Abdelaziz Rahabi : « Les choix économiques et la corruption sont à l’origine de la crise »

Abdelaziz Rahabi : « Les choix économiques et la corruption sont à l’origine de la crise »

Par Hadjer Guenanfa, TSA, 19 août 2015

Quelle lecture faites-vous de la crise provoquée par la chute du prix du pétrole ?

Ce n’est pas la chute du pétrole qui est à l’origine de la crise. Dire que la chute du prix du baril est à l’origine de la crise, c’est chercher encore la main de l’étranger ! Or ce sont les choix économiques, la corruption, l’absence de contrôle de la dépense publique qui sont à l’origine de cette crise. Nous n’avons pas pris des précautions. Nous n’avons pas créé de l’emploi et nous n’avons pas créé une économie en mesure de subir le choc pétrolier. Aucun gouvernement depuis l’indépendance n’a eu autant de moyens. Au lieu de mettre un terme à notre dépendance aux hydrocarbures, il a fait de la richesse du pays un outil politique. La manne a servi surtout à acheter la paix sociale et non à développer l’économie.

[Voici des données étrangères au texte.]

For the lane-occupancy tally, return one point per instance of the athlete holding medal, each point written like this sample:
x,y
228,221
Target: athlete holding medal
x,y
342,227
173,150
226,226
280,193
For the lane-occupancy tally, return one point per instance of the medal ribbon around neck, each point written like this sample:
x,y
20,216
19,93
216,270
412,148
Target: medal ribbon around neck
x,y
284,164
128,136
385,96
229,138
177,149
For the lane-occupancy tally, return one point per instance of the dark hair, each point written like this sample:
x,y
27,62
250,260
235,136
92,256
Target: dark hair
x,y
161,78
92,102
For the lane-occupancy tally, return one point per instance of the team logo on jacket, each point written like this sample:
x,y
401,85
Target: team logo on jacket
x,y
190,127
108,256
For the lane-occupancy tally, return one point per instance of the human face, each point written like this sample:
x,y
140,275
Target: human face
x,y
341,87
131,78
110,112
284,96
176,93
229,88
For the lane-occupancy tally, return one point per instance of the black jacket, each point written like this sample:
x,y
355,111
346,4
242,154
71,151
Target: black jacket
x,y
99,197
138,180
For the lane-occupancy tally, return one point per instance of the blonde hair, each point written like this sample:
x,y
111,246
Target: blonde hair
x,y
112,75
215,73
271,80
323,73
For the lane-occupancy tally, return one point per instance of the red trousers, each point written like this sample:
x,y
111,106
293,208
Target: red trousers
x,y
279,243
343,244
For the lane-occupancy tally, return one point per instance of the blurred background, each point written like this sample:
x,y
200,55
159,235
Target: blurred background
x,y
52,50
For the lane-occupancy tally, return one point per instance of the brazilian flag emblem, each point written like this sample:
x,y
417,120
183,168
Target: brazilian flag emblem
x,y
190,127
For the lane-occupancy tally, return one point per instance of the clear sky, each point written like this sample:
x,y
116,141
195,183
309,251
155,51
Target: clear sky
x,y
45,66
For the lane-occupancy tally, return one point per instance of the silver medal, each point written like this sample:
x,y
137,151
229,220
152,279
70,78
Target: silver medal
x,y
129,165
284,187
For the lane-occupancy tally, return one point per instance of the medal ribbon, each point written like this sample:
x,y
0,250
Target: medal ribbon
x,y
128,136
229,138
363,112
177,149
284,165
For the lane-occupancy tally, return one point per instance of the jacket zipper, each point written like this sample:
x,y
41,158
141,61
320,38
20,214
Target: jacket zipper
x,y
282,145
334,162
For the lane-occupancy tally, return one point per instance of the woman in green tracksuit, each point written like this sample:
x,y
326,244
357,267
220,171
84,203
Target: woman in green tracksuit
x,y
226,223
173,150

Comment expliquez-vous cette politique ?

Le seul souci du pouvoir était de se maintenir. La situation économique actuelle était donc prévisible. D’ailleurs, tous les experts parlaient de cycle court de l’augmentation des prix des hydrocarbures. Malgré cela, nous n’avons pas pris des mesures nécessaires. Aujourd’hui, nous subissons les conséquences de l’utilisation irrationnelle de la dépense publique et l’échec du choix économique du gouvernement. La question qui se pose aujourd’hui est de savoir qui va supporter le coût de l’échec de la politique économique du gouvernement durant ces quinze dernières années. Et je pense que ce sont les couches les plus défavorisées qui vont le supporter avec l’inflation et le ralentissement de l’investissement public.

Le gouvernement a dévalué le dinar pour faire face à la crise. Est-ce la bonne mesure ?

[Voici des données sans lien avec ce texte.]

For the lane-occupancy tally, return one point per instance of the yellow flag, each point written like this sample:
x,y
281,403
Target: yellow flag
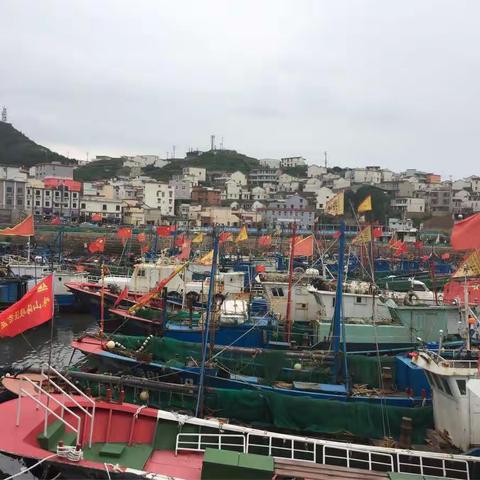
x,y
364,236
470,267
242,235
366,205
207,259
198,238
335,206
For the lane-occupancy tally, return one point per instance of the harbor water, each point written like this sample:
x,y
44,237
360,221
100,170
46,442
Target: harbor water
x,y
32,349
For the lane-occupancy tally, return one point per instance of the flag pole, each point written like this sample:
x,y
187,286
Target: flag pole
x,y
288,320
102,302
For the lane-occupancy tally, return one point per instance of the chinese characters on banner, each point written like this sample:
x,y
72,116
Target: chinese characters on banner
x,y
33,309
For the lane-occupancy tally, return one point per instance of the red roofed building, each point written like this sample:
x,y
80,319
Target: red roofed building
x,y
54,197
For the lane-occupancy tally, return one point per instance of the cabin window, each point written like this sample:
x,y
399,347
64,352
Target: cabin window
x,y
418,288
446,385
462,386
434,381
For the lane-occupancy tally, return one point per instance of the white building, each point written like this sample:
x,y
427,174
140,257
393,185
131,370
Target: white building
x,y
313,184
159,196
408,206
200,174
369,175
324,194
258,193
183,188
109,209
270,163
53,170
340,184
239,178
316,171
288,162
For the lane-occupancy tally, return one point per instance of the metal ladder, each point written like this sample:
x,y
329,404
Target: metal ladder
x,y
42,399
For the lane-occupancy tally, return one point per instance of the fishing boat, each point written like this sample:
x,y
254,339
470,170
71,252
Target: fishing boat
x,y
76,435
37,270
239,322
293,373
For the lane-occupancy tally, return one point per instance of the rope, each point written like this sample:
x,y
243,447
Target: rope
x,y
70,453
25,470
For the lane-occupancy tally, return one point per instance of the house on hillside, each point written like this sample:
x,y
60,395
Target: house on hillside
x,y
324,194
316,171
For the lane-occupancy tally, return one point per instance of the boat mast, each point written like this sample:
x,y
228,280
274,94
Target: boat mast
x,y
205,342
288,319
337,314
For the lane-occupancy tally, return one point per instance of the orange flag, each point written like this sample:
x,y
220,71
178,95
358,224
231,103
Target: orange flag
x,y
23,229
466,233
33,309
97,246
303,247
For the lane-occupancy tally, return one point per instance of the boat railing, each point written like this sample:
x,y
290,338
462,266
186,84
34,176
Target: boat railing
x,y
327,453
46,408
72,386
198,442
452,363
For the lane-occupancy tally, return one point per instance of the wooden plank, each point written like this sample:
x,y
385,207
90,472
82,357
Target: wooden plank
x,y
316,471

Les économies développées dévaluent leurs monnaies pour booster les exportations. En Algérie, nous la dévaluons pour réduire nos importations. Ce n’est pas une mesure saine sur le plan économique. Même si je pense que c’est l’un des rares outils dont dispose le gouvernement pour réguler les importations. Nous ne pouvons pas réguler le commerce extérieur par la production donc nous le régulons par des outils de la Banque centrale. Je pense également que le gouvernement ne pose pas la bonne question en ce moment qui est celle de reconnaître que nous avons fait des dépenses irrationnelles pendant une quinzaine d’années.

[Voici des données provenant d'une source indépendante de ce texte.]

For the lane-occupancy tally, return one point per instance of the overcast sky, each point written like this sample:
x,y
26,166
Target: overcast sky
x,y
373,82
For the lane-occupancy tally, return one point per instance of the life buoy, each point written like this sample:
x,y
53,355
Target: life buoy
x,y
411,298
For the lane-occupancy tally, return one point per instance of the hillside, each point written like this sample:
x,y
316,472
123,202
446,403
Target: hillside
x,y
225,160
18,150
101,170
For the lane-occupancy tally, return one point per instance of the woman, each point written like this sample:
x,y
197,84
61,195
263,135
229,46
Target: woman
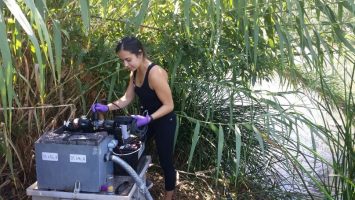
x,y
150,83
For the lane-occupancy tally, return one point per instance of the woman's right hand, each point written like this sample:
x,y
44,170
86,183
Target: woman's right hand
x,y
98,107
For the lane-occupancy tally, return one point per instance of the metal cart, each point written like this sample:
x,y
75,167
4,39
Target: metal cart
x,y
125,188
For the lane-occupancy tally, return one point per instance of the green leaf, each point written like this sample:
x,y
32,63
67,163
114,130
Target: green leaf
x,y
238,146
219,149
138,20
187,7
85,16
195,138
58,48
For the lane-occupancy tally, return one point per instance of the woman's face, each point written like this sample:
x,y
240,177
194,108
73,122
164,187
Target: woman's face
x,y
130,60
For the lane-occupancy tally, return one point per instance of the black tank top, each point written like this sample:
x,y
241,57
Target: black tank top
x,y
148,99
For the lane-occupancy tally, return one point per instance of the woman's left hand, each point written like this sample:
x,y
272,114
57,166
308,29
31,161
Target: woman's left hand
x,y
142,120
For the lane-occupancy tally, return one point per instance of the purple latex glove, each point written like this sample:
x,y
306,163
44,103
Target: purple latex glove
x,y
142,120
98,107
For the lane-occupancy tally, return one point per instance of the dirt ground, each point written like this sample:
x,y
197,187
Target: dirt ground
x,y
189,186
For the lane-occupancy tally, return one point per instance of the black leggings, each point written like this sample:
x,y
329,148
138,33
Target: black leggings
x,y
163,131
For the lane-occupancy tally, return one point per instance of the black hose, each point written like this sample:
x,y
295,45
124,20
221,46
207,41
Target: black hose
x,y
141,184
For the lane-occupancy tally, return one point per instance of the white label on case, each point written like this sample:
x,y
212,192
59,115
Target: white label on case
x,y
49,156
77,158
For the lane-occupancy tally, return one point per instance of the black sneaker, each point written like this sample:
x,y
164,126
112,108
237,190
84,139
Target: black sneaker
x,y
148,184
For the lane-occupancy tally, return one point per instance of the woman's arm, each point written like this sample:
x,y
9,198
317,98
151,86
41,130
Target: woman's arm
x,y
158,81
126,99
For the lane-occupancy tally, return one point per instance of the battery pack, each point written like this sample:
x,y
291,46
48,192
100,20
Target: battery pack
x,y
67,161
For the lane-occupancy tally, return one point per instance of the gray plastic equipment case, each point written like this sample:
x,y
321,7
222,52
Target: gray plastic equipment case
x,y
68,161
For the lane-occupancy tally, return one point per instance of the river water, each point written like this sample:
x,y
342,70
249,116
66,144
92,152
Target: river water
x,y
301,103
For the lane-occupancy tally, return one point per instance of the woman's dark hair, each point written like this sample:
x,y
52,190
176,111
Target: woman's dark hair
x,y
131,44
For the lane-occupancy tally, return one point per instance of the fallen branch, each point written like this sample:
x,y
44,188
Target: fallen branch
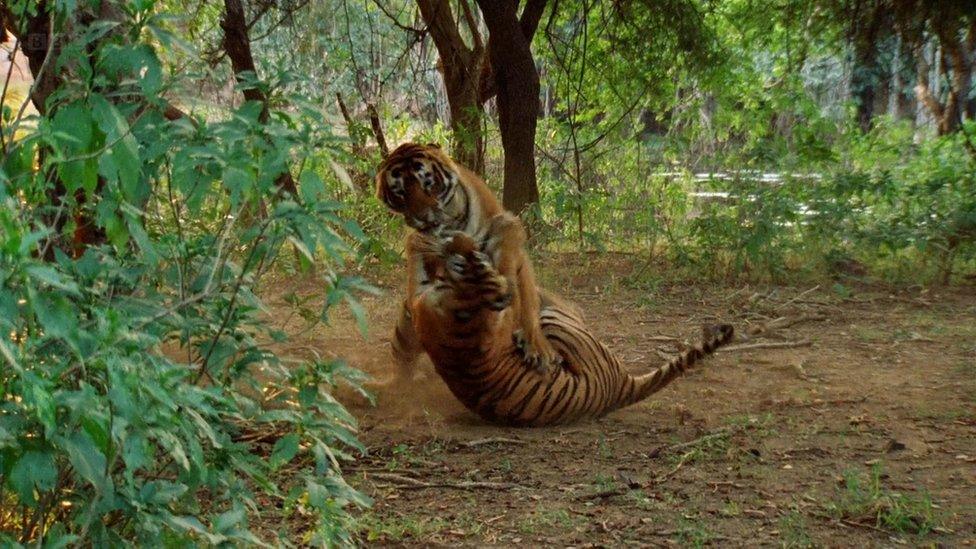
x,y
602,494
681,463
721,433
799,297
490,440
767,345
408,483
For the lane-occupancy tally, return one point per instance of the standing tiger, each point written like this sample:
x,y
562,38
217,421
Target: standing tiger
x,y
462,319
433,193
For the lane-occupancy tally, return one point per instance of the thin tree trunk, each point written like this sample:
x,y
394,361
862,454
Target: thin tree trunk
x,y
517,82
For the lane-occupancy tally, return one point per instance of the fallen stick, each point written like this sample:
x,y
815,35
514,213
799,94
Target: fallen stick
x,y
408,483
681,463
490,440
602,494
721,433
767,345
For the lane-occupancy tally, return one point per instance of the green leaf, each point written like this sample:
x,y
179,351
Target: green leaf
x,y
284,450
121,161
34,470
85,458
56,315
46,410
50,276
74,131
311,187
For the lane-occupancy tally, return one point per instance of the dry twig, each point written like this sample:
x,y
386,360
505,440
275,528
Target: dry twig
x,y
490,440
767,345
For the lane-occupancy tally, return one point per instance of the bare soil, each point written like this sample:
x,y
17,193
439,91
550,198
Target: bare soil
x,y
859,431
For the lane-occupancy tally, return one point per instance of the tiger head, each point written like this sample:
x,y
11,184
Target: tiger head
x,y
418,181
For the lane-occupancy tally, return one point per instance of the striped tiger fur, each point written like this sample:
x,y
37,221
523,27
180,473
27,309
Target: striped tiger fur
x,y
433,193
461,318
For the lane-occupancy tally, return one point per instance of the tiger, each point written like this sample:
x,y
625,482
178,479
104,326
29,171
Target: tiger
x,y
461,316
433,194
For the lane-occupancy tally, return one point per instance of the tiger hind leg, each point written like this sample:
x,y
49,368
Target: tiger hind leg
x,y
405,345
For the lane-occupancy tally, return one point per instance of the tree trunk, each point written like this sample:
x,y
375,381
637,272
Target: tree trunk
x,y
237,45
517,83
460,66
865,72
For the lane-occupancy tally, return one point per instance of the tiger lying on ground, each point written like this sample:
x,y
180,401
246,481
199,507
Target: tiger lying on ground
x,y
462,318
433,193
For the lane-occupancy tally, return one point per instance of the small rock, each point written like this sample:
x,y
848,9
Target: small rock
x,y
894,446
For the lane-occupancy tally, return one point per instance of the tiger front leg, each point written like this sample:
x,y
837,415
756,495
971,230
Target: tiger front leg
x,y
529,339
506,246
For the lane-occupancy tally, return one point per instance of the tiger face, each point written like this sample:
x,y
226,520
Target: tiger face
x,y
418,182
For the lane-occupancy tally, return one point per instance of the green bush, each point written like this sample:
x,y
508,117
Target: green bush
x,y
138,376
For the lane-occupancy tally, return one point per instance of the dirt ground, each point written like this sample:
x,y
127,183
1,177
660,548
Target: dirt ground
x,y
852,424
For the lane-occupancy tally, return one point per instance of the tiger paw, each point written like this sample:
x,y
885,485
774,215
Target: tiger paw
x,y
541,358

Quelles solutions préconisez-vous ?

Le gouvernement devrait prendre en considération le fait que ce n’est pas au plus fragile d’entre nous de supporter les conséquences de la crise. Concrètement, le gouvernement ne va pas toucher aux subventions. Sauf que nous subventionnons le produit au lieu de subventionner des catégories sociales. Et le gouvernement ne prendra pas des mesures impopulaires car il est faible en raison d’un consensus politique interne fragile. La crise économique va continuer et va s’approfondir. Cela dit, on n’a pas d’autres choix que de relancer l’économie en encourageant l’investissement et en mettant en place les mesures de nature à relancer l’économie. Il faut avoir un consensus politique national du choix économique, s’ouvrir aux expertises nationales, aux cadres consultatifs et faire de la prospective.